Tagliate la cipolla a spicchi sottili e soffriggetela con due cucchiai d’olio in una padella di alluminio. Versate il riso, lasciatelo tostare qualche secondo e sfumate con il brodo. Portate a cottura il risotto aggiungendo il brodo di tanto in tanto. Fate tostare le nocciole tagliate grossolanamente e infine mantecate con il pecorino grattugiato. Servite il risotto all’onda aggiungendo all’ultimo momento le nocciole tostate e del pepe nero in polvere.

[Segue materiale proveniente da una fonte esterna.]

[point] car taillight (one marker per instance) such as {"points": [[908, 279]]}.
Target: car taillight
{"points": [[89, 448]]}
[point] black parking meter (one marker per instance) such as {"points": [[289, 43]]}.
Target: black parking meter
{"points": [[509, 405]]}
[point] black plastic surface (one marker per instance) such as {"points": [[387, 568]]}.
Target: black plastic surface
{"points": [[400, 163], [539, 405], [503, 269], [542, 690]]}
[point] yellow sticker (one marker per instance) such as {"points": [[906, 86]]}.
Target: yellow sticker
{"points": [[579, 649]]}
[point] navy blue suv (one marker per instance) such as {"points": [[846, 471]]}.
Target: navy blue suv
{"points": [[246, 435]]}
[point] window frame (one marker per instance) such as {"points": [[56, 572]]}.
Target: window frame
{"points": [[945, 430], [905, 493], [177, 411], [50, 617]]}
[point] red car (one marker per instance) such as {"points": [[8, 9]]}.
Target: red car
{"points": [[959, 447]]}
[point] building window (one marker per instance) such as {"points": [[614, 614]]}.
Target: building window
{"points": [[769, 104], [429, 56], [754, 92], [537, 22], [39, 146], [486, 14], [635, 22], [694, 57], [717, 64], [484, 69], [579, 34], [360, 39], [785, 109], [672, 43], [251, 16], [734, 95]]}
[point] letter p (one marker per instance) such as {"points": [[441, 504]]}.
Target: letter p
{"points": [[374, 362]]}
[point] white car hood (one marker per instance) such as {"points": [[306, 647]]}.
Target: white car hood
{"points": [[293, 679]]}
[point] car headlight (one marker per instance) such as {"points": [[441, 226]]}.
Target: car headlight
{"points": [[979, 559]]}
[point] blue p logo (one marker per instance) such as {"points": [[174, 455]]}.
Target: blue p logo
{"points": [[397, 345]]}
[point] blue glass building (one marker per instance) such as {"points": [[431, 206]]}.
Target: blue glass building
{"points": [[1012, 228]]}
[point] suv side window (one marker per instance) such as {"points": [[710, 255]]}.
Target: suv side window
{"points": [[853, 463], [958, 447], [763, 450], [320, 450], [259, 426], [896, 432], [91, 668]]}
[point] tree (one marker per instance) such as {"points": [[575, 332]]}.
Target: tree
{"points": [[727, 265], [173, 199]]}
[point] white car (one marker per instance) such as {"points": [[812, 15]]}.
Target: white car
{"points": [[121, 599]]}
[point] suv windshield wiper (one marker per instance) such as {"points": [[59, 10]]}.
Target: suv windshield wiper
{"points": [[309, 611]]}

Ingredients (serves 4): 320 gr of Carnaroli rice, two golden onions, 1 liter of vegetable broth, 30 gr hazelnuts, 80 gr of pecorino cheese, extra virgin olive oil, salt and pepper

Cut the onion in thin slices and gently fry it in a pan with two tablespoons of extra virgin olive oil. Add the rice and let it toast in the pan for a few seconds and then pour two cups of hot vegetable broth. Cook the rice, stirring and adding the broth one cup at the time when needed. Toast the chopped hazelnuts in a small pan or in the oven until they are beautifully golden. Finally add the pecorino cheese. Serve the creamy risotto with the toasted nuts on top, adding some freshly ground black pepper at the last moment.